An Assistive Navigation Paradigm For Semi-autonomous Wheelchairs Using Force-feedback And Goal Prediction

As computer technology advances and facilitates an increased amount of autonomous sensing and control, the interface between the human and autonomous computer systems becomes increasingly important. This applies in particular in the realm of service robotics where robots with increasing levels of autonomy are constantly interacting with human users and where it is paramount to have an efficient way to convey user intentions and commands to the robot system, integrate them into the robot's action and control, and to indicate robot control choices to the user in a "natural", intuitive way. One particular example where semi-autonomous operation of a vii system has been shown to be of major benefit is in the case of advanced wheelchairs which benefit from local autonomy and fine control capabilities of sensor-driven computer control systems but have to be under the higher-level control of the disabled user. This thesis investigates technologies aimed at facilitating the integration of such autonomous path planning capabilities with intuitive human control using a forcefeedback interface.
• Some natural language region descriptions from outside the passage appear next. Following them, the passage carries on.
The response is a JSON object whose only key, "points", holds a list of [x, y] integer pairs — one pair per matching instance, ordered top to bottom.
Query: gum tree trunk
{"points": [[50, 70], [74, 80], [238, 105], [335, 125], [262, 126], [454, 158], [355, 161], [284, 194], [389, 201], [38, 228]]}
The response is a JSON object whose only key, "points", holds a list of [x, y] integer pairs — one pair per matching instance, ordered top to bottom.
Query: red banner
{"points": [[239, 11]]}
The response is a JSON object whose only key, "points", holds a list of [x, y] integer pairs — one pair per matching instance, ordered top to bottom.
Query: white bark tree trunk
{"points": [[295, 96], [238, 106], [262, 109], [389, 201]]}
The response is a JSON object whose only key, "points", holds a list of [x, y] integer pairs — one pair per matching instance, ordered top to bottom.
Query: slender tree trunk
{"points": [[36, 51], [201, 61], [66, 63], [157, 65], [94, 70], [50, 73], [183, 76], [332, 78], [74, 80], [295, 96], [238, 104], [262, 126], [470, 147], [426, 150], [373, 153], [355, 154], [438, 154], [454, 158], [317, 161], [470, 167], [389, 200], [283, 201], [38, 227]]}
While force-feedback has been applied to artificially intelligent wheelchairs, only the surface of the capabilities of this interface mechanism has been scratched. This thesis seeks to expand upon the earlier work in this field by developing the idea of force-feedback not just as a tool for obstacle avoidance, but also as a tool for guiding the wheelchair user to their goal. To this point, harmonic function path planning has been integrated to create a new, more robust force-feedback paradigm. A force-feedback joystick has been used to communicate information from the user to the robot control system which uses this to infer and interpret the user's navigation intentions as well as from the harmonic function-based autonomous control system to the user to indicate the system's suggestions. To demonstrate and evaluate its capabilities his new paradigm has been implemented within the Microsoft Robotics Studio framework and tested in a simulated mobile system, with positive results.